Michael Hernandez
17 Enero 2019•Actualizar: 18 Enero 2019
La administración de Trump desea expandir las capacidades espaciales y la tecnología láser de alta energía para combatir aún más las amenazas de misiles, según una revisión publicada este jueves por el Departamento de Defensa.
Implementada por el presidente de Estados Unidos, Donald Trump, en el Pentágono, la Revisión de Defensa de Misiles busca la investigación y el desarrollo de sensores e interceptores espaciales, y el desarrollo de capacidades anti-intercontinentales de misiles balísticos (ICBM) en plataformas móviles como el avión de combate F-35.

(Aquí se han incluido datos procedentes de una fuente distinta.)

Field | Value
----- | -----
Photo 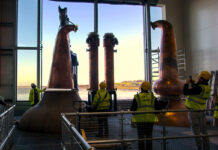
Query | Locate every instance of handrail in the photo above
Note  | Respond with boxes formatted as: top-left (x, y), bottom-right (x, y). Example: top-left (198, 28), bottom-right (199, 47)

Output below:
top-left (63, 109), bottom-right (218, 149)
top-left (61, 113), bottom-right (94, 150)
top-left (0, 105), bottom-right (15, 118)
top-left (64, 109), bottom-right (218, 116)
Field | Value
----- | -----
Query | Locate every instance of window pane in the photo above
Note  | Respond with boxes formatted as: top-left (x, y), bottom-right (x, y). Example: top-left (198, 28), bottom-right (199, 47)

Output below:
top-left (99, 4), bottom-right (144, 82)
top-left (18, 0), bottom-right (37, 47)
top-left (17, 50), bottom-right (37, 101)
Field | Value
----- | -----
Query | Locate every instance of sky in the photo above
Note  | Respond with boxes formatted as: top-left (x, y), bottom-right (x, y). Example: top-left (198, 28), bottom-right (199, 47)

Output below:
top-left (18, 0), bottom-right (162, 86)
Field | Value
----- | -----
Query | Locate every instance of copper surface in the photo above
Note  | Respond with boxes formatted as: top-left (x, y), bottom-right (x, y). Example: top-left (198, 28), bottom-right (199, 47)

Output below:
top-left (48, 25), bottom-right (77, 89)
top-left (158, 100), bottom-right (190, 127)
top-left (86, 32), bottom-right (99, 91)
top-left (151, 20), bottom-right (183, 96)
top-left (104, 33), bottom-right (115, 91)
top-left (18, 25), bottom-right (82, 134)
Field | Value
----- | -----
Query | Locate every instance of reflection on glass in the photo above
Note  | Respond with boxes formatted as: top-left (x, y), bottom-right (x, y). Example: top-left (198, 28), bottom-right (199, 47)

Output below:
top-left (18, 0), bottom-right (37, 47)
top-left (17, 50), bottom-right (37, 101)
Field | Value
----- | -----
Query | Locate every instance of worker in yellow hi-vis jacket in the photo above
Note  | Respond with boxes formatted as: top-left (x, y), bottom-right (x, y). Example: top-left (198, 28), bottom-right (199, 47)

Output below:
top-left (29, 83), bottom-right (46, 106)
top-left (92, 82), bottom-right (112, 137)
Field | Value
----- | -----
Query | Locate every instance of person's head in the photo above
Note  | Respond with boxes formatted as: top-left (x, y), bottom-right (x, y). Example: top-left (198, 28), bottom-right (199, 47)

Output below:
top-left (140, 81), bottom-right (151, 91)
top-left (31, 83), bottom-right (36, 89)
top-left (99, 81), bottom-right (106, 89)
top-left (198, 71), bottom-right (211, 83)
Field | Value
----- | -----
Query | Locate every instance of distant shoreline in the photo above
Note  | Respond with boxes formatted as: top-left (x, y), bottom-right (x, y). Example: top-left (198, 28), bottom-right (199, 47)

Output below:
top-left (18, 80), bottom-right (143, 90)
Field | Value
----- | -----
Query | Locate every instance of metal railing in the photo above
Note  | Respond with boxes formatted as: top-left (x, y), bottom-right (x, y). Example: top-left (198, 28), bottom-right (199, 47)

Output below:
top-left (63, 109), bottom-right (218, 150)
top-left (0, 105), bottom-right (15, 150)
top-left (61, 114), bottom-right (94, 150)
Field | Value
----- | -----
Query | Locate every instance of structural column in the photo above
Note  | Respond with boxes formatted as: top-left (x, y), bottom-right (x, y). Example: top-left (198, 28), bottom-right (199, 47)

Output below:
top-left (86, 32), bottom-right (99, 103)
top-left (104, 33), bottom-right (118, 111)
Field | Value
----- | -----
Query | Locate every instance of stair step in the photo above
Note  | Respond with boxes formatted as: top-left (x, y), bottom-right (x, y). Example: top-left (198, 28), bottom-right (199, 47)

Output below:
top-left (11, 144), bottom-right (62, 150)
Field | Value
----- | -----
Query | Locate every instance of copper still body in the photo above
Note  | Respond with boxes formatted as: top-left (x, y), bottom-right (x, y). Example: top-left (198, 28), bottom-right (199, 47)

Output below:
top-left (18, 25), bottom-right (81, 134)
top-left (151, 20), bottom-right (183, 96)
top-left (104, 33), bottom-right (117, 91)
top-left (151, 20), bottom-right (189, 126)
top-left (86, 32), bottom-right (99, 91)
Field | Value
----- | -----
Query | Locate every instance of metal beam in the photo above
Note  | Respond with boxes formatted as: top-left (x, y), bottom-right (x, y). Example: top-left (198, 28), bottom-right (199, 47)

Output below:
top-left (50, 0), bottom-right (158, 5)
top-left (143, 0), bottom-right (152, 85)
top-left (94, 0), bottom-right (98, 33)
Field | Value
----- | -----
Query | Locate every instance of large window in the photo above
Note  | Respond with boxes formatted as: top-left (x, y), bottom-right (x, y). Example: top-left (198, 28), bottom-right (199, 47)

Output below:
top-left (17, 50), bottom-right (37, 101)
top-left (43, 0), bottom-right (162, 100)
top-left (17, 0), bottom-right (41, 101)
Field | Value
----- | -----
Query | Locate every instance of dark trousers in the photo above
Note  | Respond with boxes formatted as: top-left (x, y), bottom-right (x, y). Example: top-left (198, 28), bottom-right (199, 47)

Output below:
top-left (98, 110), bottom-right (109, 137)
top-left (136, 122), bottom-right (153, 150)
top-left (98, 115), bottom-right (108, 136)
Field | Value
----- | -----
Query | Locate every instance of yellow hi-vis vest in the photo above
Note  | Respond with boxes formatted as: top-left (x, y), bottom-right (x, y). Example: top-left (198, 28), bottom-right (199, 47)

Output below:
top-left (29, 88), bottom-right (45, 105)
top-left (213, 105), bottom-right (218, 118)
top-left (185, 84), bottom-right (211, 110)
top-left (92, 89), bottom-right (111, 110)
top-left (132, 92), bottom-right (158, 122)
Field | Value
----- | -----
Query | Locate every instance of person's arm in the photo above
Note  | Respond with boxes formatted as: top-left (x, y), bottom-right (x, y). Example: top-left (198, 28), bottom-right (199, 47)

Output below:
top-left (38, 88), bottom-right (46, 93)
top-left (154, 98), bottom-right (168, 110)
top-left (130, 97), bottom-right (137, 111)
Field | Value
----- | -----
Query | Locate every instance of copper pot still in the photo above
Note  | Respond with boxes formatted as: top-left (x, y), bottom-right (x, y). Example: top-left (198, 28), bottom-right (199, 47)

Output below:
top-left (151, 20), bottom-right (189, 127)
top-left (18, 25), bottom-right (82, 134)
top-left (151, 20), bottom-right (183, 97)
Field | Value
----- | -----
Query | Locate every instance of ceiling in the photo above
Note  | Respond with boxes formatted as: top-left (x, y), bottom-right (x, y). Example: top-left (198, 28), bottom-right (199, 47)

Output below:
top-left (50, 0), bottom-right (158, 5)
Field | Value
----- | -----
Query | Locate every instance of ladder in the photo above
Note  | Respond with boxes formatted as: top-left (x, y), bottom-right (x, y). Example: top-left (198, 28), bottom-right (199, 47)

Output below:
top-left (177, 49), bottom-right (186, 80)
top-left (207, 70), bottom-right (218, 109)
top-left (151, 47), bottom-right (160, 84)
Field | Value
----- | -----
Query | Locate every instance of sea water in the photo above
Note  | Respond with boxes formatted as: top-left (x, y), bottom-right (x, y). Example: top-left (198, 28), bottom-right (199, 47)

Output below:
top-left (17, 87), bottom-right (138, 101)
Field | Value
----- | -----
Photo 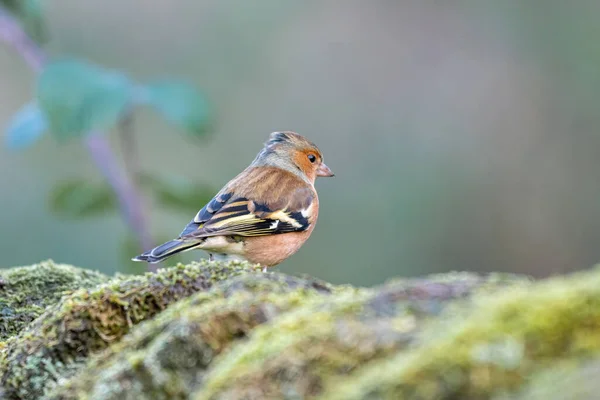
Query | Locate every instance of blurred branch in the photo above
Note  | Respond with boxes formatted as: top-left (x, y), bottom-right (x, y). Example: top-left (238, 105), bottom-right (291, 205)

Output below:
top-left (0, 5), bottom-right (46, 72)
top-left (0, 6), bottom-right (153, 268)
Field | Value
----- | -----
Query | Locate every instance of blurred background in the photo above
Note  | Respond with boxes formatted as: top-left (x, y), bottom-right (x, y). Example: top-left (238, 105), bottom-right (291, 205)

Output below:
top-left (0, 0), bottom-right (600, 285)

Este estudio es el primero de su tipo, desde que se llevó a cabo con el ex presidente Barack Obama en 2010. No significa necesariamente que Estados Unidos desarrollará las tecnologías, pero es una referencia para los tipos de proyectos que el Pentágono está tratando de emprender.

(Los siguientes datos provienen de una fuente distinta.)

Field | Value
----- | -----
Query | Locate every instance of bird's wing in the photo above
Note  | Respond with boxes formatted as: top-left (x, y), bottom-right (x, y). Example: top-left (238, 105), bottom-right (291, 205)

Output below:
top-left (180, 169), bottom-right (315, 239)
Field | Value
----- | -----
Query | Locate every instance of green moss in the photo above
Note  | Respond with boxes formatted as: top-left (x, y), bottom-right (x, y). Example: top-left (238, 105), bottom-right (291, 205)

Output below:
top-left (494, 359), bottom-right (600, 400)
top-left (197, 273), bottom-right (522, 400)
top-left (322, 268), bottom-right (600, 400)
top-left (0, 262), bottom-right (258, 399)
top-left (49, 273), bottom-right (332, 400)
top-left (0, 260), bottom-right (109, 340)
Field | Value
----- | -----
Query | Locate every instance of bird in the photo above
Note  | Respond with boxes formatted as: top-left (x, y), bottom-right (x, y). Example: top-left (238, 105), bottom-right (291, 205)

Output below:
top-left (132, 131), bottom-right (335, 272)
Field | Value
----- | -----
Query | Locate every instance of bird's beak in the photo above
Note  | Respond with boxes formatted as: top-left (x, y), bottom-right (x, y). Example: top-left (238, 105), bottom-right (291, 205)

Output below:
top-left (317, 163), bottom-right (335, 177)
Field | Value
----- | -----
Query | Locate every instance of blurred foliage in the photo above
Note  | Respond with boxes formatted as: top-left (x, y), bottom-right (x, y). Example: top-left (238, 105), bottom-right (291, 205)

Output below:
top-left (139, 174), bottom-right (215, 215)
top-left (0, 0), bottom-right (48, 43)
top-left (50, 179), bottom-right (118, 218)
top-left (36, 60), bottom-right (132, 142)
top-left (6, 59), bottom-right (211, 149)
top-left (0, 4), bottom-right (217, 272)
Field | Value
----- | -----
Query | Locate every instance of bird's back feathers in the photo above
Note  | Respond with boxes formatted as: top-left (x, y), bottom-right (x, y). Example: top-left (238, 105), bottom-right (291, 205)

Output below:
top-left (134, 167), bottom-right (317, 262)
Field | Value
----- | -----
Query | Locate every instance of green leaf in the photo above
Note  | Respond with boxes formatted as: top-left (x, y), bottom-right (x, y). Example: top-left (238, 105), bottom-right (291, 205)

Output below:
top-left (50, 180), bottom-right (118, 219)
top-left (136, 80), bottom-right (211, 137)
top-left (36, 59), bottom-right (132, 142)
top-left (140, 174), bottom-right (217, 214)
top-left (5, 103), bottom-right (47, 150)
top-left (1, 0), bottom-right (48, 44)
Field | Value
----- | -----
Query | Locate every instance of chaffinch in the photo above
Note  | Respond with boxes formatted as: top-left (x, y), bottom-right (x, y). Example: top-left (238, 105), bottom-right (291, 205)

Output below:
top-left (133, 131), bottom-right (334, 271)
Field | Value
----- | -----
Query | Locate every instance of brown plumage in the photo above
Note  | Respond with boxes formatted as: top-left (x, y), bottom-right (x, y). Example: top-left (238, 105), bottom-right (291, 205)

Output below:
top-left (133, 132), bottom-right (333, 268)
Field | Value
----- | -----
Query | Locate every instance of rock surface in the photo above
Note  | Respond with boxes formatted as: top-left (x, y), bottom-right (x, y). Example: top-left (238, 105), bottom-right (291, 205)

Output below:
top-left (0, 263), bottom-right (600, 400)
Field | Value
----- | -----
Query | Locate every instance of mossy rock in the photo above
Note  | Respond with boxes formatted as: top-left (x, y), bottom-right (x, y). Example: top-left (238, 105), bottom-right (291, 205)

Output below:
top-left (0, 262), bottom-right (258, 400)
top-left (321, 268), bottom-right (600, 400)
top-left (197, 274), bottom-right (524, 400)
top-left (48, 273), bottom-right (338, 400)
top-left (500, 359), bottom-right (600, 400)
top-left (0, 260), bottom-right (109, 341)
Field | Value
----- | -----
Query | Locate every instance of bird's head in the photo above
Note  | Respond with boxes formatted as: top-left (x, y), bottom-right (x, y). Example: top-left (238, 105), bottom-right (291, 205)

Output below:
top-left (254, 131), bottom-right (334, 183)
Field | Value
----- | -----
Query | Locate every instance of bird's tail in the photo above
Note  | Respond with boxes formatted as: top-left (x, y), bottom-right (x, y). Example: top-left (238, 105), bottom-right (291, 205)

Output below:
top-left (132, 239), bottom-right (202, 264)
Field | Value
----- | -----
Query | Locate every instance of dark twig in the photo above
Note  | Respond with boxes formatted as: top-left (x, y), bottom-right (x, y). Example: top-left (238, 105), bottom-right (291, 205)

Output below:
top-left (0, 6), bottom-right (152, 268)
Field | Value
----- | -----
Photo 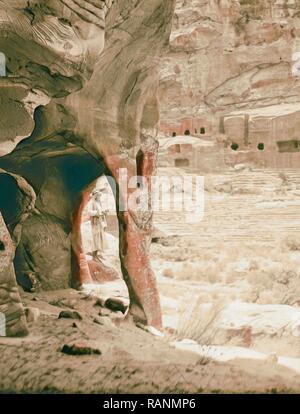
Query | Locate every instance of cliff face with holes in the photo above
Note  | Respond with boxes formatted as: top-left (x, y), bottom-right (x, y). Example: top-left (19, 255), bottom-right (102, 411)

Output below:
top-left (160, 0), bottom-right (300, 141)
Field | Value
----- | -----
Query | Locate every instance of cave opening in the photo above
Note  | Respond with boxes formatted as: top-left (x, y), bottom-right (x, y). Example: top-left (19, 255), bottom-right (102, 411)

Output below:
top-left (72, 175), bottom-right (122, 290)
top-left (0, 135), bottom-right (124, 292)
top-left (175, 158), bottom-right (190, 168)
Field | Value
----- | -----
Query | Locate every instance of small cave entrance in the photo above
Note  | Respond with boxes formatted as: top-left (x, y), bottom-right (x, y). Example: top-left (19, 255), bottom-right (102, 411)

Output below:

“Nos aseguraremos de que los misiles enemigos no tengan ningún santuario en la tierra o arriba en los cielos”, declaró Trump, prometiendo “estar siempre a la vanguardia de todo”.
El estudio del Pentágono iba a ser publicado originalmente el año pasado, pero tuvo retrasos.
De acuerdo con la revisión, el estudio “está basado con el reconocimiento de que el entorno de amenazas es notablemente más peligroso que en años pasados y exige un esfuerzo concertado de Estados Unidos para mejorar las capacidades existentes para la defensa de misiles tanto nacional como regional”.
“Este esfuerzo incluye un programa de investigación de ciencia y tecnología vigoroso, en adición a la exploración de conceptos innovadores y tecnología avanzadas que tengan el potencial de brindar defensas estadounidenses más rentables contra las amenazas de misiles en expansión”.
La revisión señala que dichas amenazas provienen principalmente de cuatro países: China, Irán, Corea del Norte y Rusia. Al igual que amenazas que puedan surgir de otros países. Trump no nombró específicamente ninguna de las naciones en su discurso.
El estudio examina en particular los beneficios de atacar los misiles que llegan mientras están en su “fase de impulso”, que se beneficiaría con interceptores espaciales y sensores que detectarían más rápidamente los lanzamientos.
*Daniela Mendoza contribuyó con la redacción de esta nota.